Compressed sensing has a wide range of applications that include error correction,
imaging, radar and many more. Given a sparse signal in a high dimensional space, one wishes
to reconstruct that signal accurately and efficiently from a number of linear measurements
much less than its actual dimension. Although in theory it is clear that this is possible,
the difficulty lies in the construction of algorithms that perform the recovery
efficiently, as well as determining which kind of linear measurements allow for the
reconstruction. There have been two distinct major approaches to sparse recovery that each
present different benefits and shortcomings. The first, L1-minimization methods such as
Basis Pursuit, use a linear optimization problem to recover the signal. This method
provides strong guarantees and stability, but relies on Linear Programming, whose methods
do not yet have strong polynomially bounded runtimes. The second approach uses greedy
methods that compute the support of the signal iteratively.

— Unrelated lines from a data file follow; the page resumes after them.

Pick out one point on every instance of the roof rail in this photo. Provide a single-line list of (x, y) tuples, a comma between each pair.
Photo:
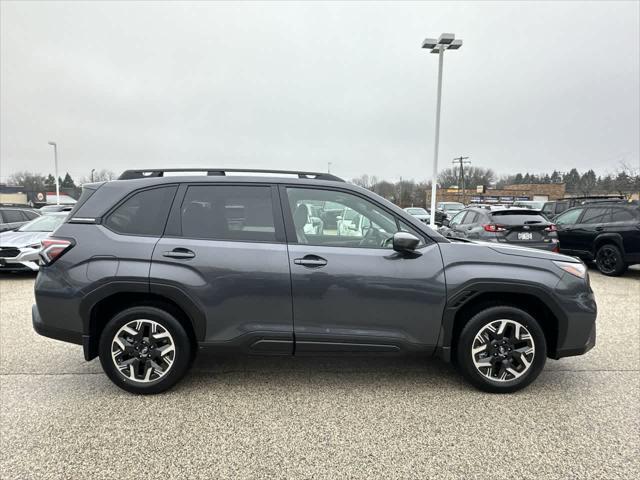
[(221, 172)]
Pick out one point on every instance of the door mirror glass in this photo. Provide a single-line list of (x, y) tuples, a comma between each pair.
[(405, 242)]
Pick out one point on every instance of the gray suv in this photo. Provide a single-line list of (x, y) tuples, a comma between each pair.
[(149, 268)]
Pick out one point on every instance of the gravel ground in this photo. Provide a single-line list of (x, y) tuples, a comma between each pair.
[(60, 417)]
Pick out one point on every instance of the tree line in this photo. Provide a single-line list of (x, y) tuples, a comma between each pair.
[(37, 182), (625, 181)]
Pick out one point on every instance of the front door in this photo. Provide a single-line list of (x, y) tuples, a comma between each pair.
[(224, 248), (351, 290)]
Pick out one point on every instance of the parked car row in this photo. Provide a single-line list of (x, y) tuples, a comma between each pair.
[(603, 230), (20, 247)]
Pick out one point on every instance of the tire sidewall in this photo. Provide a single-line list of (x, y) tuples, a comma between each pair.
[(181, 362), (620, 265), (475, 324)]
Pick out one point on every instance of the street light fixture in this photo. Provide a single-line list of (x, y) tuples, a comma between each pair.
[(55, 158), (447, 41)]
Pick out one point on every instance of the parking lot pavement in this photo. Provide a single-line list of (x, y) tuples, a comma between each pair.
[(320, 417)]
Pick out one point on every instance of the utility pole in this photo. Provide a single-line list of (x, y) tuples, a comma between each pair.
[(55, 159), (462, 161)]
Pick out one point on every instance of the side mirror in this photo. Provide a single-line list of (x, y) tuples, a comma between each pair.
[(405, 242)]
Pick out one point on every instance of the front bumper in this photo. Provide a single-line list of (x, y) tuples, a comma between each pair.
[(26, 260)]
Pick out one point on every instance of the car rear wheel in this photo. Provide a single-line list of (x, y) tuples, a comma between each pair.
[(501, 349), (145, 350), (609, 260)]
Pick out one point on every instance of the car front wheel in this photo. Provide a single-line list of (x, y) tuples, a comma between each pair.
[(501, 349), (609, 260), (144, 350)]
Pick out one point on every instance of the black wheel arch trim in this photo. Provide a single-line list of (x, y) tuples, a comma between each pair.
[(174, 294), (469, 291), (609, 237)]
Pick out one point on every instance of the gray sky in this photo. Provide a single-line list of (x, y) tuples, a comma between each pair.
[(118, 85)]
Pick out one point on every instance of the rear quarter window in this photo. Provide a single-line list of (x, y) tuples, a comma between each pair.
[(143, 213)]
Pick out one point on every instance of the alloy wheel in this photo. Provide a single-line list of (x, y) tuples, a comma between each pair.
[(607, 259), (143, 351), (503, 350)]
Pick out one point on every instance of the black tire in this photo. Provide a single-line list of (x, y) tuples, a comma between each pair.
[(182, 356), (610, 261), (478, 323)]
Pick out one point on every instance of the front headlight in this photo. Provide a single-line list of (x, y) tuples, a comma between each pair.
[(576, 269)]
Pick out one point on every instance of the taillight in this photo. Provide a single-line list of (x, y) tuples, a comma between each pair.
[(54, 248), (492, 227)]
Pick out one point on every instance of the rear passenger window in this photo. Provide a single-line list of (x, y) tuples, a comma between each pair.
[(144, 213), (228, 212), (620, 215), (596, 215)]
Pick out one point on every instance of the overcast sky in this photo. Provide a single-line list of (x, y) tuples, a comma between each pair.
[(536, 86)]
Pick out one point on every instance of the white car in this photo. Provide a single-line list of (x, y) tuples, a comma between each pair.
[(20, 248), (420, 213)]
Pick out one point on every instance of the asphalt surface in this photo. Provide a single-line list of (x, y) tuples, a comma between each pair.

These methods are usually much
faster than Basis Pursuit, but until recently had not been able to provide the same
guarantees. This gap between the two approaches was bridged when we developed and analyzed
the greedy algorithm Regularized Orthogonal Matching Pursuit (ROMP). ROMP provides similar
guarantees to Basis Pursuit as well as the speed of a greedy algorithm. Our more recent
algorithm Compressive Sampling Matching Pursuit (CoSaMP) improves upon these guarantees,
and is optimal in every important aspect.